What Bartenders Think of You

Bartending is a job that employs a lot of different skills. Frequently done under pressure in a chaotic environment, bartending requires a cool head, a good memory, preparation, organization, and seamless execution—not to mention a working knowledge of dozens of techniques, ingredients, and recipes.

In addition to all these requirements, bartenders must also be good at interacting with patrons. A welcoming personality, an ability to listen, and even an ability to "read" customers are traits that separate the great bartenders from the good ones.

The sheer volume and variety of people that most bartenders serve provides bar staff with a unique window into human behavior. Forget the sob stories and the alcohol-fueled rants, most bartenders can tell a lot about you just by the kinds of drinks you order.

Buzzfeed surveyed a bunch of bartenders and asked them what they thought of their customers by the drinks they requested.
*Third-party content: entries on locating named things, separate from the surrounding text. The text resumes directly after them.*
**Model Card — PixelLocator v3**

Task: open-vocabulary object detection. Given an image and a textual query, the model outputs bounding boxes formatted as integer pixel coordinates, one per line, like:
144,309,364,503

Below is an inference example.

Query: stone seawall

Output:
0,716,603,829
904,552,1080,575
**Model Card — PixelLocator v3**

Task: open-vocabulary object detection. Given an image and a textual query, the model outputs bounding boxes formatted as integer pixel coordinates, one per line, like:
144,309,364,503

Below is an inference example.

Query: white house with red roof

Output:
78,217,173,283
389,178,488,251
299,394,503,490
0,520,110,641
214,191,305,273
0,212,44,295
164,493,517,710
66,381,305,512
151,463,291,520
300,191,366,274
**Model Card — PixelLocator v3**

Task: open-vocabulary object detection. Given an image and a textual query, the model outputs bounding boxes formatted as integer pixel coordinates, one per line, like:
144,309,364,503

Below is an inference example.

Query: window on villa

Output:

Here's what some of them said:

When a customer says, "I'll have a shot of tequila," the bartender thinks: This person doesn't have work tomorrow or just got fired.

When a customer says, "I'll have a shot of Fernet," the bartender thinks: This person wants me to think they spent a year in Europe.
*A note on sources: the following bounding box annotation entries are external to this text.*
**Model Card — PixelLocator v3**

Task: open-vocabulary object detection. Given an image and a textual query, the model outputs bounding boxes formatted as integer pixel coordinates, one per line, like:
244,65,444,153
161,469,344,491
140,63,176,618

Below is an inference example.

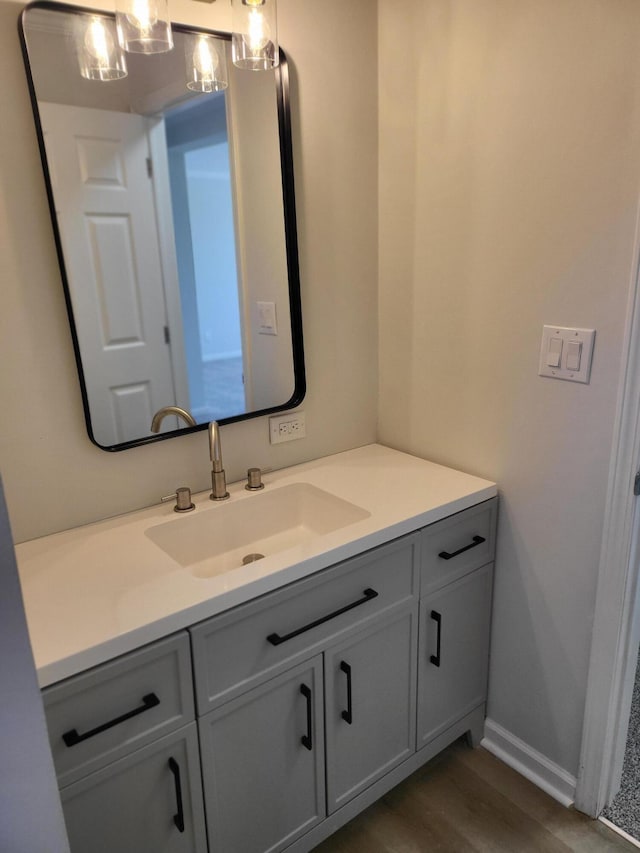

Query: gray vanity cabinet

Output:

When a customer says, "I'll have a scotch and water," the bartender thinks: This 50+ person has heart issues.

When a customer says, "I'll have a Bellini," the bartender thinks: This person has a tab at Olive Garden.

When a customer says, "I'll have a whiskey sour," the bartender thinks: I definitely need to card this person.
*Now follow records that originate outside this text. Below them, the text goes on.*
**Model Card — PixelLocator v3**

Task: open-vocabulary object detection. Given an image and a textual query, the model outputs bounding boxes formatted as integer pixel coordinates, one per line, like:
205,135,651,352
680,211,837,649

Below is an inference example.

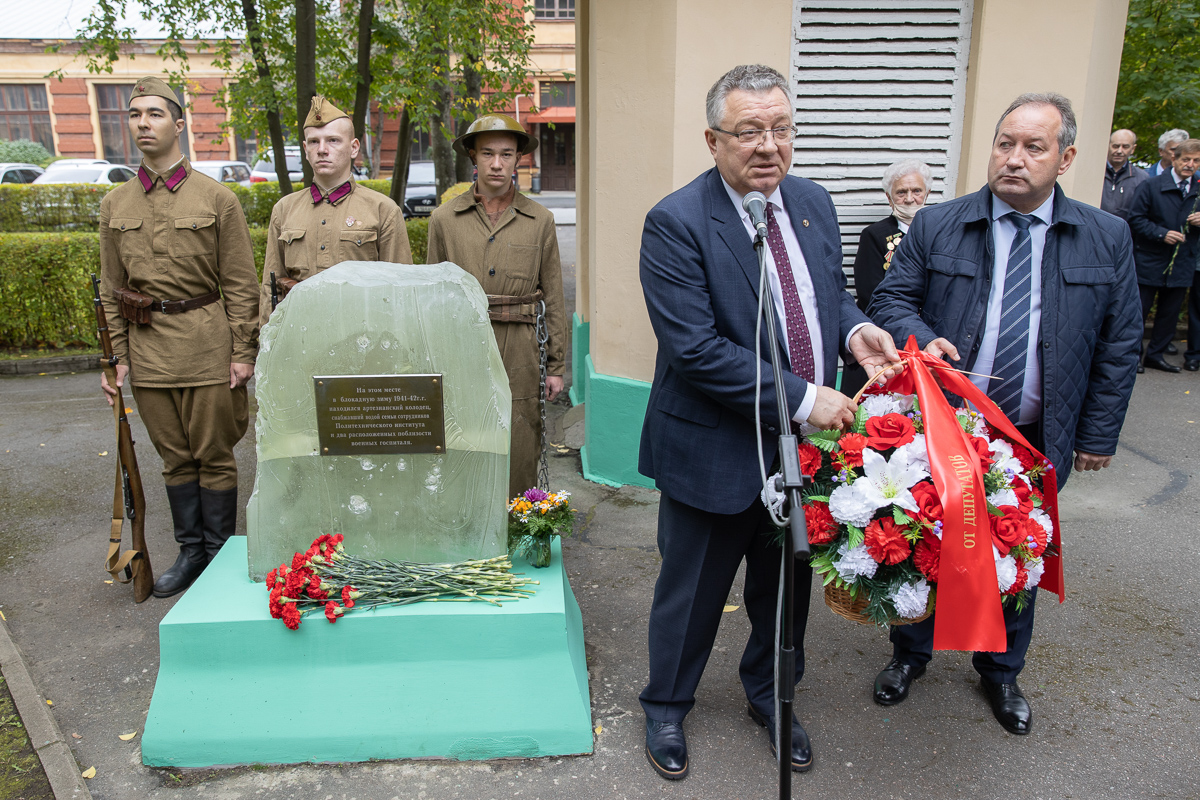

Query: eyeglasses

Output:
713,125,796,148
When a customer says, "I'll have a Batch on the rocks," the bartender thinks: Wow. This is the smartest, most amazing person I've ever served. [Alright. We admit it. We made this last one up.]

Diane Singer, a veteran bartender writing on the website brandfuel.com, offered her quick take on what drinks reflect about the people ordering them. Here's an edited ("distilled") rundown:

Vodka drinkers: "They love to set trends, and love being part of the action."

Tequila shooters: "Incredibly comfortable in their own skin."

Whiskey drinkers: "Complex and methodical."

Gin drinkers: "Believe in traditional ideas, are mysterious, clever, and know how to get attention."

For the most part, bartenders seem to have the highest respect for the "foundational" spirits (whiskey, bourbon, gin, and tequila—vodka is a toss-up. Many bartenders look down on vodka for its lack of flavor and its inability to add anything of interest to a cocktail recipe. Some high-end craft cocktail bars don't even stock vodka behind their bars).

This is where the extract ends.